I was honoured and privileged, along with the hon. Member for Crewe and Nantwich, to attend the all-party parliamentary group on adoption and fostering yesterday. I met a virtual head teacher for the first time. I was looking forward to that moment and it was impressive to hear him talk about his work in the local authority where he is effectively head teacher for 500 looked-after children. In any school situation, it would be good to have a school council among a group of 500 children. With all of the good work going on with the virtual head teacher, it would be superb to have a children in care council. I can see that it would really work with those sorts of numbers.
Following that meeting, I am even more inspired about this idea. I am very keen on school councils and like to promote them when I go round schools. Now that we have virtual head teachers, I do not see why a virtual head teacher should not be empowered, or have a duty, to set up a council.
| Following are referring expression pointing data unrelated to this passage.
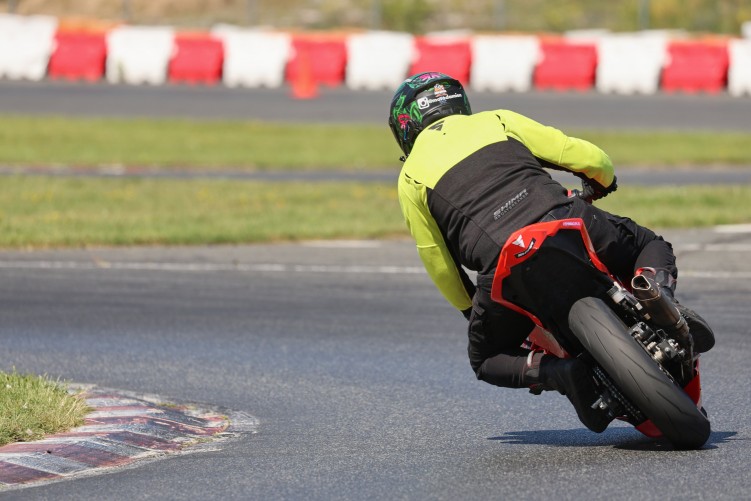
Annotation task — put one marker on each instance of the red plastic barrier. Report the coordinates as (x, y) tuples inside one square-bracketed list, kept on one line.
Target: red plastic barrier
[(451, 57), (695, 67), (324, 58), (566, 66), (197, 59), (78, 56)]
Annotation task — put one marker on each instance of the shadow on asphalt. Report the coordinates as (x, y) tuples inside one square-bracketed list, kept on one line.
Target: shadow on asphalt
[(620, 438)]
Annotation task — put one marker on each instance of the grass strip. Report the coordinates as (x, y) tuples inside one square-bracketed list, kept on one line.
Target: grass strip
[(168, 143), (62, 212), (32, 406)]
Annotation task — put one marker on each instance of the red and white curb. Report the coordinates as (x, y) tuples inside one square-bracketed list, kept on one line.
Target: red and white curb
[(123, 428)]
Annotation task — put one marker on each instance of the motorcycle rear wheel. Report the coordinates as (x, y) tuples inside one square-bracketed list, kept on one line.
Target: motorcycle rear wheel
[(605, 337)]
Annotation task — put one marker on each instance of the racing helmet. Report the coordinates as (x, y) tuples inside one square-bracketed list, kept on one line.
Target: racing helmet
[(422, 99)]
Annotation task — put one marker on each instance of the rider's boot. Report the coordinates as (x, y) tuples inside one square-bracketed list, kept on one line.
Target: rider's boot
[(570, 377), (698, 328)]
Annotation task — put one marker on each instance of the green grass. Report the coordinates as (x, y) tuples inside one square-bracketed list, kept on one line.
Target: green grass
[(263, 146), (33, 406), (46, 211), (59, 212)]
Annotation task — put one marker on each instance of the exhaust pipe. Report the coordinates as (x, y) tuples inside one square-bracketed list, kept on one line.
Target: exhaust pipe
[(659, 307)]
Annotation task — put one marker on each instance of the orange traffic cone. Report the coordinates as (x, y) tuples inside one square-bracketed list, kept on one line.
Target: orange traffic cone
[(304, 85)]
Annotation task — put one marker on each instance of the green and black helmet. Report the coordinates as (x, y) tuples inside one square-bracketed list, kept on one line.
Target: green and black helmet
[(421, 100)]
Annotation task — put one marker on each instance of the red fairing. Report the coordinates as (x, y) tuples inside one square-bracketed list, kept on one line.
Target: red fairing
[(523, 244)]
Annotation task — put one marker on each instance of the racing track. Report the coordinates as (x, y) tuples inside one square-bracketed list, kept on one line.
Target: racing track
[(357, 372), (354, 366)]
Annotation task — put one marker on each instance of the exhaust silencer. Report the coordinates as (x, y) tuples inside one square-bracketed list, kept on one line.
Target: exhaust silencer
[(659, 306)]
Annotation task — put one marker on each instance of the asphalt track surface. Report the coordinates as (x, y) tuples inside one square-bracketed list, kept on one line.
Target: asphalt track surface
[(564, 110), (353, 365), (357, 373)]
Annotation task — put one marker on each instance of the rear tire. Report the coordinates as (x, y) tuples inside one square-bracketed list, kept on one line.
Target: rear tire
[(605, 337)]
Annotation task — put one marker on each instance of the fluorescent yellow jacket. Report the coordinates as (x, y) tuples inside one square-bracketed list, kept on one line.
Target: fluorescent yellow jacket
[(470, 181)]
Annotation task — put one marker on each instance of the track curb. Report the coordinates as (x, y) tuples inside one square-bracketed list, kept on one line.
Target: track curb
[(123, 428)]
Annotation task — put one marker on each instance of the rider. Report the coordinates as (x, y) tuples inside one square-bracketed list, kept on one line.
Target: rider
[(469, 181)]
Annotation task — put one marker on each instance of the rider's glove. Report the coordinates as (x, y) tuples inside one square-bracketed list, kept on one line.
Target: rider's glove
[(592, 190)]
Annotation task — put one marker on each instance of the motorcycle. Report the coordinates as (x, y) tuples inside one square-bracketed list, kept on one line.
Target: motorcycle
[(640, 353)]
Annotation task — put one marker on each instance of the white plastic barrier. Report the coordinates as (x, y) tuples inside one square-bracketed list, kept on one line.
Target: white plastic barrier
[(630, 63), (253, 57), (739, 71), (139, 54), (26, 44), (504, 62), (586, 36), (378, 59)]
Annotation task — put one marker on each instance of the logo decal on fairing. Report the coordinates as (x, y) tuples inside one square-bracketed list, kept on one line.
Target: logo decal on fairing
[(525, 251)]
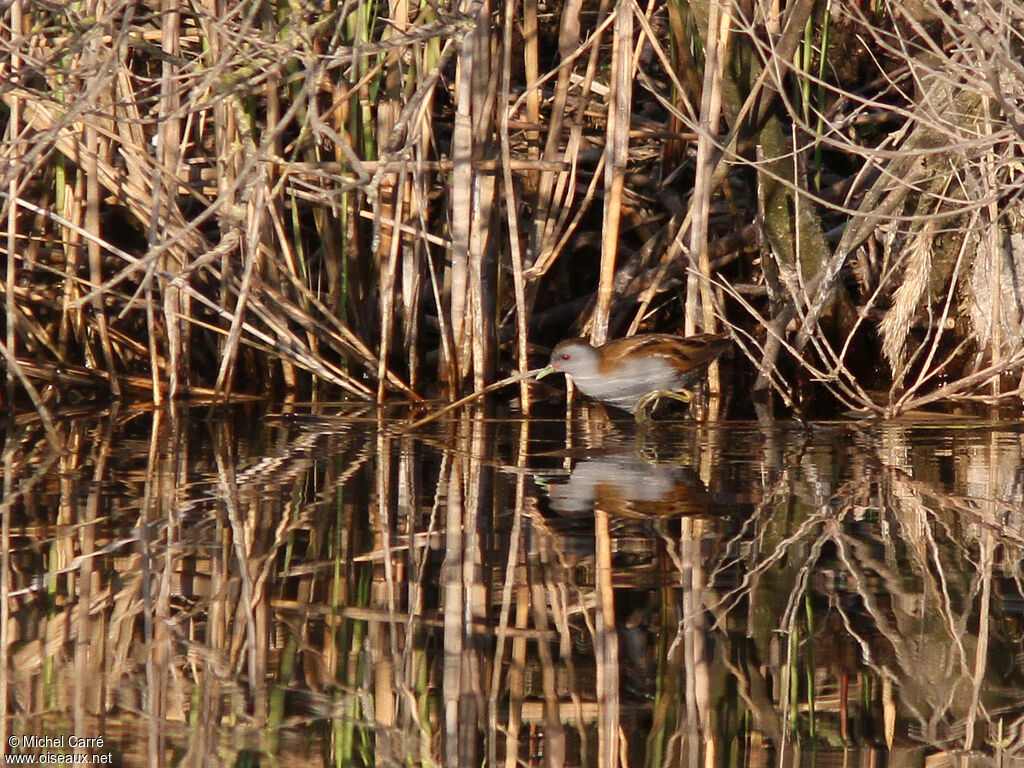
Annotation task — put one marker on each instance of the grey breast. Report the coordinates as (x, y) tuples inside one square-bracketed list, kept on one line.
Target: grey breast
[(637, 377)]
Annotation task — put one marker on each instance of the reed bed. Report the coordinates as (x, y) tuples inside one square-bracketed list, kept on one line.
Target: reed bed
[(336, 592), (227, 198)]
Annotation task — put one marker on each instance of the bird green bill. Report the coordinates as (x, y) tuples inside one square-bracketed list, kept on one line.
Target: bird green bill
[(545, 372)]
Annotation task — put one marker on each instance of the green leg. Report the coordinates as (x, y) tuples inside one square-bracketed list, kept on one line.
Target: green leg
[(651, 398)]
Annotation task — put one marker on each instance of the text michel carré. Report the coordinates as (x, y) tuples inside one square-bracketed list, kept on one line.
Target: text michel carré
[(60, 742)]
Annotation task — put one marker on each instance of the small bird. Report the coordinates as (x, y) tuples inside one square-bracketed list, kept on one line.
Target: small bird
[(636, 372)]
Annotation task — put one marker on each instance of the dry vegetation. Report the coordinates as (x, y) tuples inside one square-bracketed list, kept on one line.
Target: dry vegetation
[(226, 197)]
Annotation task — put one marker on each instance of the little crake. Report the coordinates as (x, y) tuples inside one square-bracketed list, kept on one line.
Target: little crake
[(634, 373)]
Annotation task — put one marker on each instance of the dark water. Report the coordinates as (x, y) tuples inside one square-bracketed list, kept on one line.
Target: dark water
[(238, 588)]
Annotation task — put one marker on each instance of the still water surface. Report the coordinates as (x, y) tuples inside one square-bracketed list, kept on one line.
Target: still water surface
[(241, 588)]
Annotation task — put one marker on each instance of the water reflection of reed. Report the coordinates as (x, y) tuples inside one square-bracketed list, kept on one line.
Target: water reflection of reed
[(337, 591)]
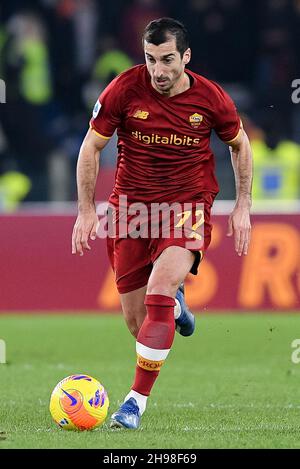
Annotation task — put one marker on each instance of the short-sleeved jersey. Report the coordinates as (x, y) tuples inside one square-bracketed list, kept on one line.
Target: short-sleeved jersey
[(163, 142)]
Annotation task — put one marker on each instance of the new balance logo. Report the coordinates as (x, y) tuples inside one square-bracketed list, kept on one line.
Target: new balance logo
[(150, 365)]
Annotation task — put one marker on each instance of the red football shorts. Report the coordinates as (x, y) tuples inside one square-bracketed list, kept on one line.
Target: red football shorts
[(135, 246)]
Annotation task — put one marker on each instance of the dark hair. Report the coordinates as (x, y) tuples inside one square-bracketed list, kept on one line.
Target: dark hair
[(158, 31)]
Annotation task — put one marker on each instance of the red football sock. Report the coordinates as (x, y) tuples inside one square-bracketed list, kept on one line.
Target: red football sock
[(154, 341)]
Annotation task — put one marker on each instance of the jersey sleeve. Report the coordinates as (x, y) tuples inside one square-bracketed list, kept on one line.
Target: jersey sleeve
[(108, 110), (227, 122)]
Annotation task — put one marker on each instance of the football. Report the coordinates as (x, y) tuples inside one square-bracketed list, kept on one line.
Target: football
[(79, 402)]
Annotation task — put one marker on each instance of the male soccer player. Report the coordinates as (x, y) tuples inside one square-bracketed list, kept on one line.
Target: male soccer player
[(164, 114)]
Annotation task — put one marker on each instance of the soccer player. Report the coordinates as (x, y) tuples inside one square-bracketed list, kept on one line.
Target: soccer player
[(164, 115)]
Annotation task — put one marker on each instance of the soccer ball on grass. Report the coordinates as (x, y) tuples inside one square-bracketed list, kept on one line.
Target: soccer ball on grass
[(79, 402)]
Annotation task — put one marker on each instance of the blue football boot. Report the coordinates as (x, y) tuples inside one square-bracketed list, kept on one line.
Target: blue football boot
[(128, 415), (185, 323)]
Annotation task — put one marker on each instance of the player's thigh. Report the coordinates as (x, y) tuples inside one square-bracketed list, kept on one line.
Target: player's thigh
[(131, 262), (169, 270), (134, 309)]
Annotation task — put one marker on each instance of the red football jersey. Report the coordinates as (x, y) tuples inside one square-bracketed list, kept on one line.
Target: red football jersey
[(163, 142)]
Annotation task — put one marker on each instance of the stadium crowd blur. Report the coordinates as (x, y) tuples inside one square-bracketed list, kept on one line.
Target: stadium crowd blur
[(57, 55)]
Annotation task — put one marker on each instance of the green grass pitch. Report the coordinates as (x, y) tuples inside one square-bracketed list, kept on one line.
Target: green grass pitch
[(231, 385)]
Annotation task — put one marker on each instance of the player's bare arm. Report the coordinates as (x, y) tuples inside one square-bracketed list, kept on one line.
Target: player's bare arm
[(239, 220), (87, 171)]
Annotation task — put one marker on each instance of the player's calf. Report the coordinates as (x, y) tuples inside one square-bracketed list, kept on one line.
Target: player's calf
[(184, 318)]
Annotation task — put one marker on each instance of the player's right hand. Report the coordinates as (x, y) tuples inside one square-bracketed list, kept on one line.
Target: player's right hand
[(85, 227)]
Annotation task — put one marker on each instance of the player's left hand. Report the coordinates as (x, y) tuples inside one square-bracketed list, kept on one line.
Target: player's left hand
[(239, 225)]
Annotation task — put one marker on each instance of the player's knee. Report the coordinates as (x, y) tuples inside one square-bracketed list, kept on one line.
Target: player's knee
[(163, 286)]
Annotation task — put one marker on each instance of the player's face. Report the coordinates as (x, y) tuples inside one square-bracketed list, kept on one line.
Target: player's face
[(165, 65)]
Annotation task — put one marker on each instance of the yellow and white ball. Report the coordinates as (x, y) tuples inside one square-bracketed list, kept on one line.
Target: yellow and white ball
[(79, 402)]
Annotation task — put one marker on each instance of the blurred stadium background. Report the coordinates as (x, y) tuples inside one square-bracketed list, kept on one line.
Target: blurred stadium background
[(241, 388), (55, 58)]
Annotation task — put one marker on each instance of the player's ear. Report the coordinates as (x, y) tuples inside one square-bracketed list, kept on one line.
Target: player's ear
[(187, 56)]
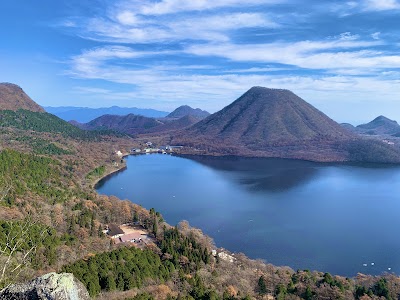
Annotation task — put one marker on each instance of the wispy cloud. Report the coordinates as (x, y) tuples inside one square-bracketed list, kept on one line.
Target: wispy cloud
[(126, 27), (380, 5), (330, 54), (177, 6)]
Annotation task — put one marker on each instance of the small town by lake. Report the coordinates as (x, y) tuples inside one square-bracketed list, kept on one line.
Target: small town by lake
[(336, 218)]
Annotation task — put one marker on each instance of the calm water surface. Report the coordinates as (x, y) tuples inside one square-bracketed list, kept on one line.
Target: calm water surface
[(332, 218)]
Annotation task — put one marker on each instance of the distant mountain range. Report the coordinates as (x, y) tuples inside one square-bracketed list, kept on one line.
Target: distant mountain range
[(379, 126), (261, 123), (133, 124), (12, 97), (85, 114), (186, 110), (277, 123)]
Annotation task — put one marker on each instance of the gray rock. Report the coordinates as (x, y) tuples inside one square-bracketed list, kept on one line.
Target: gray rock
[(51, 286)]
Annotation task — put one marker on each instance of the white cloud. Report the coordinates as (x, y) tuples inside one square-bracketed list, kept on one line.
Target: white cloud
[(305, 54), (156, 86), (126, 27), (177, 6), (380, 5), (376, 35)]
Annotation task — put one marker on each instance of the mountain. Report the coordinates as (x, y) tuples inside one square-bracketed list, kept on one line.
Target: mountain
[(186, 110), (12, 97), (380, 125), (175, 124), (134, 124), (130, 124), (276, 123), (85, 114), (269, 116)]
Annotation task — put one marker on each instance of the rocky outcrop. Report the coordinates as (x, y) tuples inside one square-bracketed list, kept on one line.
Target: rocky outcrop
[(51, 286)]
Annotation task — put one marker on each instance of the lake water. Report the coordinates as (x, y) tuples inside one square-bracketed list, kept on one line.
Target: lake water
[(328, 217)]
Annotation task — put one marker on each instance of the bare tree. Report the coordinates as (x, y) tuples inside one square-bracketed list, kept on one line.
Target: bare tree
[(17, 245), (4, 189)]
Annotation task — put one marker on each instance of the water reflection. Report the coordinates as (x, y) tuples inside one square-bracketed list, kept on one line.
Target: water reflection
[(263, 174)]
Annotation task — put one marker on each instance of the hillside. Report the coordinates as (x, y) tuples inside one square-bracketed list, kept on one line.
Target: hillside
[(130, 124), (85, 114), (380, 125), (186, 110), (12, 97), (277, 123), (133, 124), (51, 219)]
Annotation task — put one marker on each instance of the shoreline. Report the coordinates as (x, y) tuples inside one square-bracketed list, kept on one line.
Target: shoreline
[(109, 173)]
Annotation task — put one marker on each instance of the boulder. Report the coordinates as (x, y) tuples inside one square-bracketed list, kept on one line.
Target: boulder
[(51, 286)]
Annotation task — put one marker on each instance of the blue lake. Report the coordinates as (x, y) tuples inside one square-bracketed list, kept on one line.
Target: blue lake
[(328, 217)]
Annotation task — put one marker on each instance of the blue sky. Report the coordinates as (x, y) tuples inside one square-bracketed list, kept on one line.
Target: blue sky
[(341, 56)]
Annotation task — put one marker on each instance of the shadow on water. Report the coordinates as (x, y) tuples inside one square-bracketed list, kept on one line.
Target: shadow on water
[(262, 174), (103, 181)]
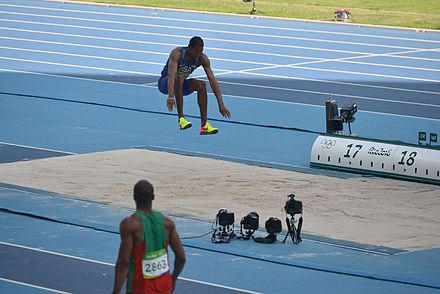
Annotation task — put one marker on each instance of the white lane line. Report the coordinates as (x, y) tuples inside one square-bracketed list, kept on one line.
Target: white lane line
[(318, 60), (333, 94), (149, 43), (246, 97), (295, 65), (365, 74), (81, 66), (209, 30), (253, 26), (186, 37), (319, 106), (310, 62), (111, 264), (338, 83), (215, 48), (38, 148), (108, 48), (34, 286)]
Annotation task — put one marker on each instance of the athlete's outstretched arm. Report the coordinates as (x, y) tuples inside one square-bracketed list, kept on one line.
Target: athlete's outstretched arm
[(179, 252), (215, 86), (172, 69), (121, 269)]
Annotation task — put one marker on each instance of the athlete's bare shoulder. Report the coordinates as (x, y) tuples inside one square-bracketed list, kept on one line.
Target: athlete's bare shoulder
[(131, 223), (168, 223), (176, 53)]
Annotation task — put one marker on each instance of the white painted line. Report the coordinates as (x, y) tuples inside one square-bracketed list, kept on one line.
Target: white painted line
[(150, 43), (80, 55), (34, 286), (340, 83), (109, 48), (247, 71), (333, 94), (319, 106), (67, 77), (57, 254), (111, 264), (209, 30), (366, 74), (253, 26), (247, 97), (343, 60), (391, 54), (38, 148), (187, 37), (220, 286), (81, 66)]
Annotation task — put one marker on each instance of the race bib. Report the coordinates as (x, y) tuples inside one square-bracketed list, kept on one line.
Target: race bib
[(155, 264)]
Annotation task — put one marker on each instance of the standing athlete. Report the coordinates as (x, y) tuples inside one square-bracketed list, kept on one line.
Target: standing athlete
[(174, 82), (143, 254)]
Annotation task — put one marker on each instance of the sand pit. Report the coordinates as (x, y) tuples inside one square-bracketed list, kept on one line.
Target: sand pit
[(376, 211)]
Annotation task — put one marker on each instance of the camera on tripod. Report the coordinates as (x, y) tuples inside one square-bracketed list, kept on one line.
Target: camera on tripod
[(293, 206), (224, 227)]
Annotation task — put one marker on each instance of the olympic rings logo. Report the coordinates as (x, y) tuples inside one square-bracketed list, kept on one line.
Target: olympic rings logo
[(328, 143)]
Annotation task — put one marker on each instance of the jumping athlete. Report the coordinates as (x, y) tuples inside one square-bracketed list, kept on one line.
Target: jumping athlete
[(143, 254), (174, 82)]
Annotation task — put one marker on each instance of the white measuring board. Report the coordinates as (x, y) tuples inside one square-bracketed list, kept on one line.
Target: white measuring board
[(404, 161)]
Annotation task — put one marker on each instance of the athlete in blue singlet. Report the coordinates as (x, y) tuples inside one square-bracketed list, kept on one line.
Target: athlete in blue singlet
[(175, 83)]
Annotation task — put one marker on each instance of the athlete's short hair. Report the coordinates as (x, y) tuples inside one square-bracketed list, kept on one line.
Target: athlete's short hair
[(143, 192), (196, 41)]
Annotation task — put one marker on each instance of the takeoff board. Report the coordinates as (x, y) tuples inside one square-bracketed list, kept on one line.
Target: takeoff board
[(382, 158)]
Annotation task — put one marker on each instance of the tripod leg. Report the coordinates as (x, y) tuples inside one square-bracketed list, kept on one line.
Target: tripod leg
[(299, 229), (288, 229)]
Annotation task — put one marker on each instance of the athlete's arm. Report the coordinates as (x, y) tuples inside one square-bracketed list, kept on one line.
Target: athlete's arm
[(214, 86), (172, 69), (176, 246), (121, 269)]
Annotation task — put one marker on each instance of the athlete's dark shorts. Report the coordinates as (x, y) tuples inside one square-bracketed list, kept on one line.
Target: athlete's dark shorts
[(162, 84)]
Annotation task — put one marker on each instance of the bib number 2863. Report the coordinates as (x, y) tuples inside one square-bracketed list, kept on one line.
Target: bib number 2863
[(155, 264)]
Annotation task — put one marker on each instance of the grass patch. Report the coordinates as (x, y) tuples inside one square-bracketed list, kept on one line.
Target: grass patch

Lord Adonis claimed in the House of Lords that it was unnecessary to legislate for children in care councils because we have existing regulations for children in care to be consulted about service provision. My briefing points out that what is in existence is only an annual one-off event for the children and young people’s panel. A children in care council would be ongoing with continuous participation and existing ideas could be built upon. Consultations are narrowed by specific questions, where as a children in care council would be pretty open-ended. The views of children in care would be heard directly by the people who are vital to the provision of services: the director and the lead member.
Most of all, this proposal focuses on the specific views and experiences of children in care. Throughout the Bill we have made the point that we must keep focusing on the particular needs of children in care. I emphasise that I am not suggesting that the new clause should result in a children in care council for every local authority. I can see that there would be variations. However, I think that it would be excellent to have a commitment in the Bill to listening to the views of looked-after children.
The new clause is compatible with article 12 of the convention on the rights of the child. It would bring out debates on local needs and it could spread accountability to children in care. How often do we hear young people say, “Well I said such and such, but it did not make any difference.”? Regular interactive meetings with young people would enable them to follow something through. They would be able to find out why good ideas that they had raised had not been implemented. They would be able to find out the reasons and chase people up to get on with the job. I commend the new clause to the Committee for serious consideration.